José Torres Hurtado (born 15 October 1946) is a Spanish People's Party (PP) politician. He was a member of the Congress of Deputies (1982–1986), Senate (1986–1989), Government Delegate in Andalusia (1996–2002) and mayor of Granada (2003–2016). He resigned from the last role due to implication in a corruption scandal.

==Biography==
Born in Píñar in the province of Granada, Torres Hurtado is a farmer. After serving in both houses of the Cortes Generales and as a Government Delegate for the People's Party and its predecessor the Popular Alliance, he was named by his party as a member of the board at Radio y Televisión de Andalucía in 2002.

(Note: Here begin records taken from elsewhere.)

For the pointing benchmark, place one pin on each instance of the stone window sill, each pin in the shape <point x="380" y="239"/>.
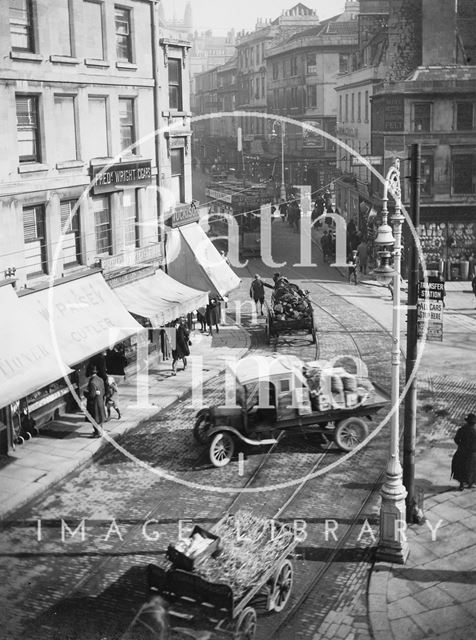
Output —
<point x="126" y="66"/>
<point x="92" y="62"/>
<point x="26" y="55"/>
<point x="64" y="60"/>
<point x="32" y="167"/>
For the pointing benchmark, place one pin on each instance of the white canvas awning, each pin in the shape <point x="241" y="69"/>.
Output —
<point x="28" y="360"/>
<point x="198" y="263"/>
<point x="84" y="315"/>
<point x="160" y="298"/>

In June 2003, Torres Hurtado was elected mayor of Granada with an absolute majority, replacing José Moratella of the Spanish Socialist Workers' Party. In 2015, to ensure a fourth successive term, he offered the opportunity of a coalition to the Citizens party. Their leader Luis Salvador declined the offer, but ordered his party to abstain in the investiture, thereby electing Torres Hurtado.

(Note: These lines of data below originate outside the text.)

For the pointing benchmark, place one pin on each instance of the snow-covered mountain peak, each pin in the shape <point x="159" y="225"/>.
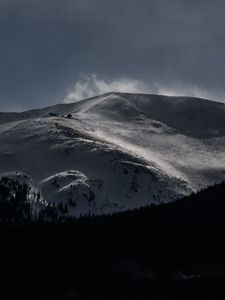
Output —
<point x="122" y="150"/>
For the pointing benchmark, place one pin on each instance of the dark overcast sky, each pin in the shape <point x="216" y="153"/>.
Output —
<point x="46" y="46"/>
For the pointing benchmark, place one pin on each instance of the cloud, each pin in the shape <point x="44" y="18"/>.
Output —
<point x="92" y="85"/>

In April 2016, Torres Hurtado and his councillor in charge of city planning resigned after being implicated in a corruption scandal; he maintained his innocence. The case became known as Caso nazarí after the Nasrid dynasty that ruled the Emirate of Granada, and the trial began in 2020. In January 2021 the case was adjourned.

Torres Hurtado ordered the removal of five memorial plaques in Granada cemeteries that were dedicated to the 4,000 victims of Francoist White Terror, including some of his predecessors as mayor. He was additionally criticised for comparing his trial to an execution by firing squad. The plaques were reinstalled after he left office.